- Photographed by Mark Gerson, 1961
- Born: 3 January 1925 London, England
- Died: 18 July 2009 (aged 84) Petersfield, England
- Education: Royal Central School of Speech and Drama
- Occupation: Actress
- Years active: 1946–1999
- Spouse: Cecil Day-Lewis ​ ​(m. 1951; died 1972)​
- Children: Tamasin Day-Lewis Daniel Day-Lewis
- Parents: Michael Balcon (father); Aileen Leatherman (mother);

= Jill Balcon =

British actress (1925–2009)

Jill Angela Henriette Balcon (3 January 1925 – 18 July 2009) was a British actress. She was known for her work in film, television, radio and on stage. She made her film debut in Nicholas Nickleby (1947). She was the second wife of poet Cecil Day-Lewis; the couple had two children: Tamasin Day-Lewis became a food critic and TV chef and Daniel Day-Lewis is an actor.

==Life and career==
Balcon was born in Westminster, London, the daughter of Aileen Freda Leatherman (1904–1988) and her husband Michael Balcon. Her family was Jewish, with 19th-century Lithuanian Jewish immigrant ancestors from what is now Latvia on her father's side and Poland on her mother's. Balcon attended Roedean School.

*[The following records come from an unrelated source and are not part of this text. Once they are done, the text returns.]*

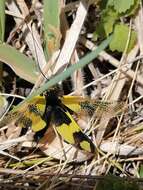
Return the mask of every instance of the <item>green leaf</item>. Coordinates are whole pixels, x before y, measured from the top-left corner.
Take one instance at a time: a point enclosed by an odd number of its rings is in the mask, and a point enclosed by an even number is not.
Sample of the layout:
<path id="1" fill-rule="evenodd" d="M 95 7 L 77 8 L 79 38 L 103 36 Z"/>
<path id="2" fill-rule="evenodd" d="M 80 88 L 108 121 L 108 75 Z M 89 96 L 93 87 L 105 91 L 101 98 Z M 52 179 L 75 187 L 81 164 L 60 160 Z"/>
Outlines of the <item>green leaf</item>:
<path id="1" fill-rule="evenodd" d="M 112 39 L 112 35 L 109 36 L 106 40 L 104 40 L 94 51 L 92 51 L 91 53 L 87 54 L 85 57 L 80 59 L 78 63 L 71 65 L 64 72 L 61 72 L 58 75 L 54 76 L 44 85 L 42 85 L 39 89 L 36 89 L 36 91 L 34 91 L 31 95 L 29 95 L 21 104 L 23 104 L 25 101 L 30 101 L 34 96 L 37 96 L 43 93 L 44 91 L 48 90 L 50 87 L 56 85 L 57 83 L 71 76 L 75 71 L 86 66 L 93 59 L 95 59 L 101 51 L 103 51 L 109 45 L 109 43 L 111 42 L 111 39 Z M 16 106 L 14 109 L 17 110 L 20 105 Z"/>
<path id="2" fill-rule="evenodd" d="M 139 174 L 140 174 L 140 177 L 142 178 L 143 177 L 143 165 L 140 166 Z"/>
<path id="3" fill-rule="evenodd" d="M 116 25 L 113 33 L 113 38 L 110 43 L 110 49 L 112 51 L 117 50 L 119 52 L 123 52 L 125 50 L 128 41 L 128 35 L 129 35 L 129 27 L 127 25 L 124 24 Z M 127 52 L 129 52 L 134 47 L 136 40 L 137 40 L 136 32 L 132 30 Z"/>
<path id="4" fill-rule="evenodd" d="M 44 42 L 46 57 L 50 56 L 60 46 L 60 5 L 59 0 L 44 0 Z"/>
<path id="5" fill-rule="evenodd" d="M 134 0 L 114 0 L 112 4 L 118 13 L 124 13 L 134 5 Z"/>
<path id="6" fill-rule="evenodd" d="M 115 21 L 118 19 L 118 14 L 113 8 L 107 8 L 102 11 L 101 20 L 96 29 L 98 36 L 107 37 L 112 31 Z"/>
<path id="7" fill-rule="evenodd" d="M 5 34 L 5 0 L 0 1 L 0 41 L 4 41 Z"/>
<path id="8" fill-rule="evenodd" d="M 39 75 L 36 63 L 9 45 L 0 44 L 0 61 L 9 65 L 20 78 L 28 82 L 35 83 Z"/>

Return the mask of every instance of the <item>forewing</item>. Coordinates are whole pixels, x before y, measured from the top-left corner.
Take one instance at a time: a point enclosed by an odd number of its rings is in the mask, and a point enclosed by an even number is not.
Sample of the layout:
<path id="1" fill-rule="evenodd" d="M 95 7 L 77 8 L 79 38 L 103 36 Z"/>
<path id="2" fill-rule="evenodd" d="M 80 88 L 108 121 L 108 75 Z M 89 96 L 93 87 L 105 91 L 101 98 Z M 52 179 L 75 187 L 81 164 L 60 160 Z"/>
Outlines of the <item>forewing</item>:
<path id="1" fill-rule="evenodd" d="M 114 117 L 125 110 L 125 102 L 107 102 L 83 98 L 80 96 L 63 96 L 61 101 L 69 109 L 78 114 L 88 114 L 92 116 L 94 113 L 97 117 L 107 113 L 110 117 Z"/>
<path id="2" fill-rule="evenodd" d="M 45 97 L 36 96 L 31 101 L 22 104 L 18 110 L 10 111 L 0 122 L 0 126 L 7 125 L 14 121 L 21 127 L 32 127 L 34 132 L 45 127 L 45 121 L 41 116 L 45 111 Z"/>
<path id="3" fill-rule="evenodd" d="M 52 119 L 57 132 L 66 142 L 88 152 L 95 151 L 92 141 L 82 132 L 68 111 L 57 106 L 52 113 Z"/>

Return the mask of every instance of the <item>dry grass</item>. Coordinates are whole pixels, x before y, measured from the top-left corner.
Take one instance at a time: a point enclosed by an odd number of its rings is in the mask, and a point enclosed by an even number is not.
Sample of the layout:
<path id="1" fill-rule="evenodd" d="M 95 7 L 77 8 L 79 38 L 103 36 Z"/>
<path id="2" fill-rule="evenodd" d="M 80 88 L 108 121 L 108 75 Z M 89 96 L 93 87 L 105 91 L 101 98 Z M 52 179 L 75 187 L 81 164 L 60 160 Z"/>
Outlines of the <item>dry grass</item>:
<path id="1" fill-rule="evenodd" d="M 92 38 L 86 39 L 89 33 L 84 25 L 90 19 L 87 15 L 92 2 L 77 1 L 64 5 L 61 1 L 63 28 L 60 35 L 65 38 L 62 39 L 61 49 L 54 52 L 48 64 L 46 64 L 41 45 L 43 40 L 40 33 L 42 30 L 42 4 L 36 2 L 32 8 L 34 13 L 39 15 L 39 17 L 36 15 L 38 24 L 35 25 L 31 24 L 35 20 L 25 23 L 20 19 L 29 15 L 30 11 L 24 2 L 21 1 L 18 4 L 21 13 L 16 4 L 7 4 L 6 13 L 12 15 L 17 24 L 8 36 L 8 43 L 14 47 L 18 46 L 19 51 L 34 57 L 38 61 L 39 67 L 44 67 L 43 73 L 47 77 L 51 77 L 66 69 L 69 63 L 75 64 L 80 56 L 85 55 L 87 51 L 97 48 Z M 90 176 L 112 173 L 121 177 L 140 177 L 143 160 L 143 50 L 141 40 L 143 33 L 140 27 L 143 20 L 141 11 L 142 7 L 134 18 L 135 22 L 129 23 L 130 27 L 136 29 L 139 39 L 129 54 L 126 53 L 126 50 L 118 56 L 114 53 L 111 54 L 110 51 L 103 51 L 95 61 L 86 67 L 85 71 L 77 71 L 71 77 L 73 89 L 70 89 L 70 93 L 72 95 L 86 96 L 87 91 L 90 91 L 91 98 L 113 102 L 108 111 L 98 115 L 97 110 L 92 118 L 84 121 L 86 129 L 92 133 L 92 139 L 97 146 L 95 155 L 91 156 L 79 151 L 75 158 L 76 148 L 61 142 L 58 135 L 54 136 L 55 139 L 51 146 L 41 147 L 31 141 L 31 133 L 19 137 L 21 129 L 10 123 L 0 129 L 0 173 L 2 180 L 6 179 L 9 183 L 20 184 L 19 189 L 26 189 L 27 184 L 31 189 L 80 189 L 81 185 L 85 189 L 96 189 L 98 180 L 91 177 L 91 182 Z M 68 25 L 70 16 L 73 19 L 71 26 Z M 21 28 L 21 32 L 16 38 L 15 34 L 19 28 Z M 28 31 L 26 35 L 25 30 Z M 13 34 L 15 40 L 13 40 Z M 56 64 L 54 64 L 55 60 Z M 52 69 L 51 64 L 54 64 Z M 41 86 L 44 81 L 45 78 L 41 74 L 35 86 L 30 88 L 30 92 Z M 16 87 L 14 79 L 13 83 Z M 11 90 L 12 94 L 17 92 L 15 89 Z M 24 96 L 22 92 L 17 95 Z M 120 112 L 117 114 L 113 108 L 114 104 L 116 105 L 117 102 L 118 105 L 120 101 L 124 102 L 124 106 L 117 110 Z M 84 124 L 82 127 L 84 128 Z M 52 135 L 53 131 L 50 134 Z M 72 184 L 74 185 L 72 186 Z M 1 183 L 0 186 L 2 186 Z M 5 188 L 10 189 L 8 184 Z"/>

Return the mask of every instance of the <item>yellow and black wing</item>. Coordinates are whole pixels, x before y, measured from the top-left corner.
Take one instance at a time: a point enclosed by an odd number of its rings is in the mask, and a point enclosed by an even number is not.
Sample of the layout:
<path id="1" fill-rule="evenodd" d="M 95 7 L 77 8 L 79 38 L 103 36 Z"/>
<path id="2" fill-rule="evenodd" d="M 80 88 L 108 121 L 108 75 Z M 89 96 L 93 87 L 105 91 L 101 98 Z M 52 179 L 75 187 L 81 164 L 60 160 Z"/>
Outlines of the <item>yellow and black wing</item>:
<path id="1" fill-rule="evenodd" d="M 21 105 L 18 110 L 10 111 L 0 122 L 0 127 L 14 121 L 22 128 L 31 127 L 34 132 L 42 130 L 46 126 L 45 121 L 41 118 L 45 111 L 45 104 L 44 96 L 34 97 L 31 101 Z"/>
<path id="2" fill-rule="evenodd" d="M 72 115 L 62 106 L 56 106 L 52 111 L 52 122 L 54 123 L 58 134 L 68 142 L 81 150 L 94 153 L 95 146 L 86 136 Z"/>

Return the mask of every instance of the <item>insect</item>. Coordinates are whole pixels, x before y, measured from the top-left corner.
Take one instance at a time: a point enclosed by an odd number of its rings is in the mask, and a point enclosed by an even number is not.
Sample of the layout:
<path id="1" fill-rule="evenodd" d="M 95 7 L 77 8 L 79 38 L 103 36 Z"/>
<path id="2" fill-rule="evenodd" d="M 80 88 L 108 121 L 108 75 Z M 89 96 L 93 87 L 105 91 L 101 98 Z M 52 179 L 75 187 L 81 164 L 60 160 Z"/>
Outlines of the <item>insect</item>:
<path id="1" fill-rule="evenodd" d="M 123 105 L 90 100 L 80 96 L 59 96 L 59 89 L 52 88 L 44 95 L 34 97 L 23 104 L 18 111 L 13 111 L 1 121 L 0 126 L 15 120 L 15 124 L 22 128 L 31 127 L 35 132 L 34 139 L 39 141 L 44 137 L 49 126 L 54 125 L 64 141 L 80 150 L 94 153 L 96 148 L 92 140 L 85 135 L 74 119 L 80 114 L 93 115 L 98 113 L 119 112 Z"/>

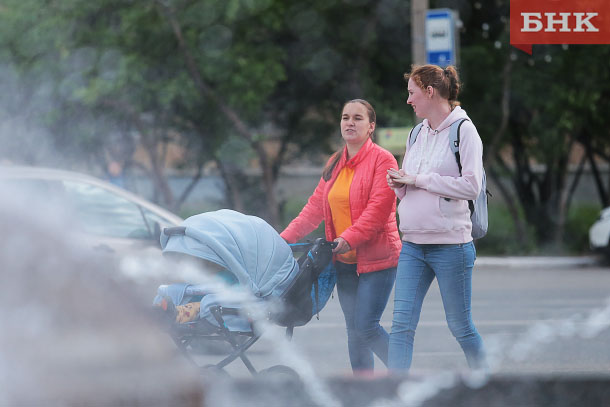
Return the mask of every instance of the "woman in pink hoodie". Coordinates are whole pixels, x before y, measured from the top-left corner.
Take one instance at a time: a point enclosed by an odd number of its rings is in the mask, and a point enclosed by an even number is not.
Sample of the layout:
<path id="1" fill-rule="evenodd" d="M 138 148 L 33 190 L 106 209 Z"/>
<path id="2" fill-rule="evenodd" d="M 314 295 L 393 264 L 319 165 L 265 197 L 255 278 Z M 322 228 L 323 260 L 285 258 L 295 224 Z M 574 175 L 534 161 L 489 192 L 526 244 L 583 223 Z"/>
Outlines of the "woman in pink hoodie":
<path id="1" fill-rule="evenodd" d="M 337 293 L 354 373 L 373 370 L 373 353 L 387 365 L 389 335 L 379 321 L 392 292 L 401 246 L 396 195 L 386 181 L 386 171 L 398 164 L 371 140 L 375 122 L 367 101 L 355 99 L 343 106 L 345 146 L 330 158 L 313 195 L 281 233 L 293 243 L 324 221 L 326 239 L 337 243 Z"/>
<path id="2" fill-rule="evenodd" d="M 454 67 L 413 67 L 405 80 L 407 103 L 424 120 L 415 142 L 407 142 L 402 169 L 389 170 L 387 176 L 400 199 L 402 232 L 388 367 L 396 372 L 410 368 L 422 303 L 436 277 L 449 329 L 468 365 L 480 368 L 485 358 L 471 315 L 476 251 L 468 200 L 481 190 L 483 144 L 457 102 L 460 84 Z M 461 119 L 466 121 L 459 129 L 460 173 L 449 146 L 449 128 Z"/>

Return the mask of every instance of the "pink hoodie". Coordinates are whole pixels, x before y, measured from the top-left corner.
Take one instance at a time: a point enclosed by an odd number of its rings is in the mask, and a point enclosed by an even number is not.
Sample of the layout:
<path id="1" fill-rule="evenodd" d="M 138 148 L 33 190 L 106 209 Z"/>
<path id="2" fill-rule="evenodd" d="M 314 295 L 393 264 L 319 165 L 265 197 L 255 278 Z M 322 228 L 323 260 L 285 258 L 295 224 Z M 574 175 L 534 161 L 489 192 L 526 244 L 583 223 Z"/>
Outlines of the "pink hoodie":
<path id="1" fill-rule="evenodd" d="M 460 157 L 462 176 L 449 147 L 449 127 L 458 119 L 468 118 L 466 111 L 457 106 L 438 127 L 435 133 L 424 120 L 417 140 L 411 146 L 415 151 L 418 143 L 427 138 L 433 143 L 435 137 L 447 139 L 446 148 L 437 150 L 438 157 L 430 157 L 424 146 L 424 156 L 433 161 L 429 169 L 417 175 L 415 186 L 395 189 L 400 199 L 398 215 L 402 240 L 417 244 L 456 244 L 472 241 L 468 200 L 475 199 L 481 190 L 483 178 L 483 143 L 471 121 L 460 127 Z M 438 140 L 439 142 L 441 140 Z M 422 146 L 420 145 L 420 148 Z M 407 167 L 409 143 L 403 159 L 403 170 Z M 446 199 L 448 198 L 448 199 Z"/>

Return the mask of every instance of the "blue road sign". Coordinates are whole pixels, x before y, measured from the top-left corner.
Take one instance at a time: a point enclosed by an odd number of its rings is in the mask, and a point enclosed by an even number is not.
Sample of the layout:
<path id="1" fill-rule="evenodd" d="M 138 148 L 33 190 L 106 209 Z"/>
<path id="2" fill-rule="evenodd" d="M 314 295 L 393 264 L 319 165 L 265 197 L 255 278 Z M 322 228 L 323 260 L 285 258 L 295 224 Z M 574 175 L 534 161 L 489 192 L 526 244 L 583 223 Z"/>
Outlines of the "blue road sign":
<path id="1" fill-rule="evenodd" d="M 450 9 L 426 12 L 426 63 L 455 65 L 455 18 Z"/>

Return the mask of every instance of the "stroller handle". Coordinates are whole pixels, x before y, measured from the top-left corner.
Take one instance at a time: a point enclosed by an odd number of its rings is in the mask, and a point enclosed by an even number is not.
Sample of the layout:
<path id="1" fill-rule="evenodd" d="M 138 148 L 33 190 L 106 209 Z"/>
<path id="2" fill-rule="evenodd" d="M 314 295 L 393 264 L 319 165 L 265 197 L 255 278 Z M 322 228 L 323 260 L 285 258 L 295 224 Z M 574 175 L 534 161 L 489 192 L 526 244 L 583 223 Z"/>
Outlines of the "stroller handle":
<path id="1" fill-rule="evenodd" d="M 331 249 L 337 247 L 337 242 L 329 242 L 328 240 L 319 237 L 314 241 L 308 240 L 306 242 L 301 243 L 288 243 L 288 246 L 292 249 L 293 252 L 304 252 L 311 249 L 313 246 L 325 246 L 329 245 Z"/>

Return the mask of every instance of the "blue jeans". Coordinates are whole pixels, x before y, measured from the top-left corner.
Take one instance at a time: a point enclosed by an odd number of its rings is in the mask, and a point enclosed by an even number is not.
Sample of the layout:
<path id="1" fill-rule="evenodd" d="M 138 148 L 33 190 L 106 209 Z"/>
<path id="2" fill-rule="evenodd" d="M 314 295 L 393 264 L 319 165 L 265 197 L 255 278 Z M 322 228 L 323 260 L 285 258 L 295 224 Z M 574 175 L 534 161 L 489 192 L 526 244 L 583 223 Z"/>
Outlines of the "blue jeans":
<path id="1" fill-rule="evenodd" d="M 389 335 L 379 321 L 394 286 L 396 267 L 360 275 L 355 264 L 338 261 L 335 268 L 352 370 L 373 370 L 373 352 L 387 365 Z"/>
<path id="2" fill-rule="evenodd" d="M 470 309 L 474 244 L 415 244 L 403 242 L 394 291 L 394 318 L 388 368 L 407 371 L 413 359 L 413 340 L 424 297 L 434 277 L 445 318 L 471 368 L 484 365 L 483 341 Z"/>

She trained at the Central School of Speech and Drama and, over the course of her career, performed on stage and in radio, film, and television. Her debut film was Nicholas Nickleby (1947). On 3 January 1948, she appeared on the BBC radio programme Time for Verse, where she had already become a favourite for her voice: "a rich, expressive, finely modulated instrument." That night, the Anglo-Irish poet Cecil Day-Lewis, who was 21 years her senior, also appeared on the show. That year Balcon worked for a season with the Bristol Old Vic.

Balcon and Day-Lewis began a relationship that year, complicated by his marriage to Mary Day-Lewis, who lived with their two teenage boys in Dorset, and his public affair with novelist Rosamond Lehmann, who lived in Oxfordshire. Day-Lewis eventually broke with both his wife and his mistress in order to be with Balcon. (Reputedly he was no more faithful to her than he had been to his first wife or Lehmann.)

Balcon starred opposite Stewart Granger in the film Saraband for Dead Lovers (1948), with Jean Kent in Good Time Girl (1948), and The Lost People (1950). But her first love was the stage.

In 1951, Balcon married Day-Lewis. Her father was deeply unhappy about the affair and Balcon being named publicly as co-respondent in Day-Lewis' divorce, and cut her off. After her marriage, she could see her mother only secretly.

Cecil Day-Lewis and Jill Balcon shared a great love for poetry and performed together in many public readings. They had two children together: Tamasin Day-Lewis, who became a documentary filmmaker/television chef and author of food books, and noted actor Daniel Day-Lewis. After the children were born, Balcon concentrated on acting in radio and TV productions in order to have more manageable schedules.

Balcon died of a brain tumour at Petersfield Hospital in Hampshire on 18 July 2009, aged 84.